I have designed a simple RNA-seq aligner, the program takes tow files, first is a reads fastq file and the second is a transcriptome fasta file. the goal of this simple naive aligner is to allow whole exons to be deleted with no penalty
I want to compare the results with output from Tophat (or any other RNA-seq aligner ?) and I know that " TopHat uses a multistep alignment process which starts by aligning reads to transcriptome if genomic annotation is available." RNA-Seq Data Analysis
so my question is, Is it possible - for testing purposes - to align reads to transcriptome only using tophat?

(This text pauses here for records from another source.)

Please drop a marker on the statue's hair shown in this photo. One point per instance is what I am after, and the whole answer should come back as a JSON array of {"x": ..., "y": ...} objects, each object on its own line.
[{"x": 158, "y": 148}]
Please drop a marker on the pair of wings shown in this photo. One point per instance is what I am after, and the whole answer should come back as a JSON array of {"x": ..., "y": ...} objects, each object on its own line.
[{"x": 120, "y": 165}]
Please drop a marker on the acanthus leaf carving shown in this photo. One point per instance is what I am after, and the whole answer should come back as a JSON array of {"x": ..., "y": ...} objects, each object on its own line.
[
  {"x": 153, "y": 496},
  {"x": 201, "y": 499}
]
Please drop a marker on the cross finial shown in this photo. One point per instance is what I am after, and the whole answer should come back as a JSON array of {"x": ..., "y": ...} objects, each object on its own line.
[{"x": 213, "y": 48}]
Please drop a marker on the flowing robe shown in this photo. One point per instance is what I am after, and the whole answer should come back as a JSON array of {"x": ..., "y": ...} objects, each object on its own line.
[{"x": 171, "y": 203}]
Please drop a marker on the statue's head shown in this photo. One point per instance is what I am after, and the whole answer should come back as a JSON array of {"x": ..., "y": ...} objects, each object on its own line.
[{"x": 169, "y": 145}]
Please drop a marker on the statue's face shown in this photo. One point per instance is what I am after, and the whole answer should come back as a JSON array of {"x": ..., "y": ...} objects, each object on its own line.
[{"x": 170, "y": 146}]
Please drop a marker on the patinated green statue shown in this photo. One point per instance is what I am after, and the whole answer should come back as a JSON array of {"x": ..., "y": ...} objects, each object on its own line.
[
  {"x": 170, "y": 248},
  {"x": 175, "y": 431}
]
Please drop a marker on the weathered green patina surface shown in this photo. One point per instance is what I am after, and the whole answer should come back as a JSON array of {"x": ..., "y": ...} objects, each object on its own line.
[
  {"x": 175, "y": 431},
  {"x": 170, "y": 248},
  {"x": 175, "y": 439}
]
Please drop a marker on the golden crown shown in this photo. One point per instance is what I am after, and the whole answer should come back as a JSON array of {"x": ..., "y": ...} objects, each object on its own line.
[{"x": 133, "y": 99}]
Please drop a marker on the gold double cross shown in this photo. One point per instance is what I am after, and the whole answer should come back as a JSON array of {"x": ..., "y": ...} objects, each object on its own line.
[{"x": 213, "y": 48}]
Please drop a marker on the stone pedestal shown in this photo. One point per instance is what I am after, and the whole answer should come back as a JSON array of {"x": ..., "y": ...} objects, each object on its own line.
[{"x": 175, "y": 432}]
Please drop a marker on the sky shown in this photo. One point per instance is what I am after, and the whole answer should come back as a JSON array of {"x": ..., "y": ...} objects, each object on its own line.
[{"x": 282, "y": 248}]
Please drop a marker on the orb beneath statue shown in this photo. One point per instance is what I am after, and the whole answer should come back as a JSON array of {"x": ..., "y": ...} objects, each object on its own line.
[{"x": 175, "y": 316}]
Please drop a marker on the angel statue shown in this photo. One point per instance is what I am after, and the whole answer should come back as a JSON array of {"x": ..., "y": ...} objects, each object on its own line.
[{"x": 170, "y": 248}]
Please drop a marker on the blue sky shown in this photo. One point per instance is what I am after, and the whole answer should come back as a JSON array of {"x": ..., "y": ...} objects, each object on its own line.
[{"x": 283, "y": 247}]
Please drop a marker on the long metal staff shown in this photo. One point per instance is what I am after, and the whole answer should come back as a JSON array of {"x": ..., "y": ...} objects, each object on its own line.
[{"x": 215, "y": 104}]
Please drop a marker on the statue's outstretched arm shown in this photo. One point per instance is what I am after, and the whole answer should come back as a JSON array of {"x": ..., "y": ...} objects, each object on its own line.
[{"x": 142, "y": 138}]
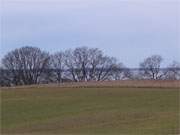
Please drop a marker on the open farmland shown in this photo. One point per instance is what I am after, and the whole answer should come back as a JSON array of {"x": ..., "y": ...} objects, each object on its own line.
[{"x": 86, "y": 109}]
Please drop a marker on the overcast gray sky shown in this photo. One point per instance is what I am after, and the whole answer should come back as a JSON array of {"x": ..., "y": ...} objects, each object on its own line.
[{"x": 129, "y": 30}]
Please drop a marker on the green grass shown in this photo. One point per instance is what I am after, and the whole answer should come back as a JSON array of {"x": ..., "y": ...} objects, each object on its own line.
[{"x": 90, "y": 111}]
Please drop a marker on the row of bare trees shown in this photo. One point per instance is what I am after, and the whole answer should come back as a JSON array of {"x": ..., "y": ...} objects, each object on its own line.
[{"x": 31, "y": 65}]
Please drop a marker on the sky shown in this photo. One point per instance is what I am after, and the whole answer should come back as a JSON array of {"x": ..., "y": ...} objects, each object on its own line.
[{"x": 129, "y": 30}]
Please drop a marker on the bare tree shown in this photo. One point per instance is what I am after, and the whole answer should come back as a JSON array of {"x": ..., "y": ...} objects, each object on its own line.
[
  {"x": 58, "y": 66},
  {"x": 172, "y": 72},
  {"x": 87, "y": 64},
  {"x": 150, "y": 67},
  {"x": 26, "y": 65},
  {"x": 121, "y": 72}
]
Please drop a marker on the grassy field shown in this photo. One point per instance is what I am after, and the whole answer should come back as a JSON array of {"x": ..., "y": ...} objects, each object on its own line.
[{"x": 50, "y": 110}]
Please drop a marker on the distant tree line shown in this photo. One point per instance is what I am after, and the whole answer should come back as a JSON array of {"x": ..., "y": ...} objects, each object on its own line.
[{"x": 30, "y": 65}]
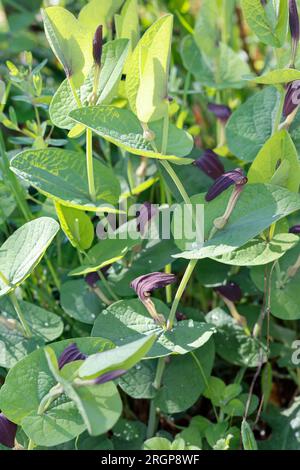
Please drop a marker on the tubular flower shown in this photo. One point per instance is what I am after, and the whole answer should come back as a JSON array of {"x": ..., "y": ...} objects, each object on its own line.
[
  {"x": 70, "y": 354},
  {"x": 144, "y": 285},
  {"x": 295, "y": 229},
  {"x": 236, "y": 177},
  {"x": 210, "y": 164},
  {"x": 8, "y": 431},
  {"x": 231, "y": 291},
  {"x": 146, "y": 212},
  {"x": 292, "y": 98},
  {"x": 294, "y": 28},
  {"x": 221, "y": 111},
  {"x": 97, "y": 45}
]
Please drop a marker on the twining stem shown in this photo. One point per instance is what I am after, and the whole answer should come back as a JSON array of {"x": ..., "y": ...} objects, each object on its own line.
[
  {"x": 19, "y": 312},
  {"x": 152, "y": 423},
  {"x": 182, "y": 286},
  {"x": 176, "y": 181},
  {"x": 89, "y": 164}
]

FYI just published today : http://www.nature.com/nprot/journal/v11/n9/full/nprot.2016.095.html
thanks a lot guys :))
hmmm Im stuck again, so let me explain the whole situation and I really hope u can help !
so I have a transcriptome fasta file contains sequences of exons, to simplify the testing i generated the reads by simply copying sequence from an end of an exon with a start of another exon -- just to check the functionality of my aligner to skip exons --
here is a simple reads
@4-33330 ATTTGATGTTGGTGGAGTTCTCCAAAATATTTATGCTATTGTAGATCCTAACCATGTTGTTGGTGATGGTAAGAAGTTCTACGATTTCCCCGAAAAGCCTGAGACTTTATTGTTCCGGTCACATAATCGACTCTCTTAGGCATTCAATTT + JJJJJJJJJJJJJJJJJJJJJJJJJJJJJJJJJJJJJJJJJJJJJJJJJJJJJJJJJJJJJJJJJJJJJJJJJJJJJJJJJJJJJJJJJJJJJJJJJJJJJJJJJJJJJJJJJJJJJJJJJJJJJJJJJJJJJJJJJJJJJJJJJJJJJJ
the length of the reads is 150 and I assign quality score to J, again for simplifying the process
then I did the following:
but I got 0 aligned reads :/
Transcriptome alignment like that only makes sense if the exons skipping events result in annotated isoforms. If not you'll need to do the normal genomic alignment step in addition.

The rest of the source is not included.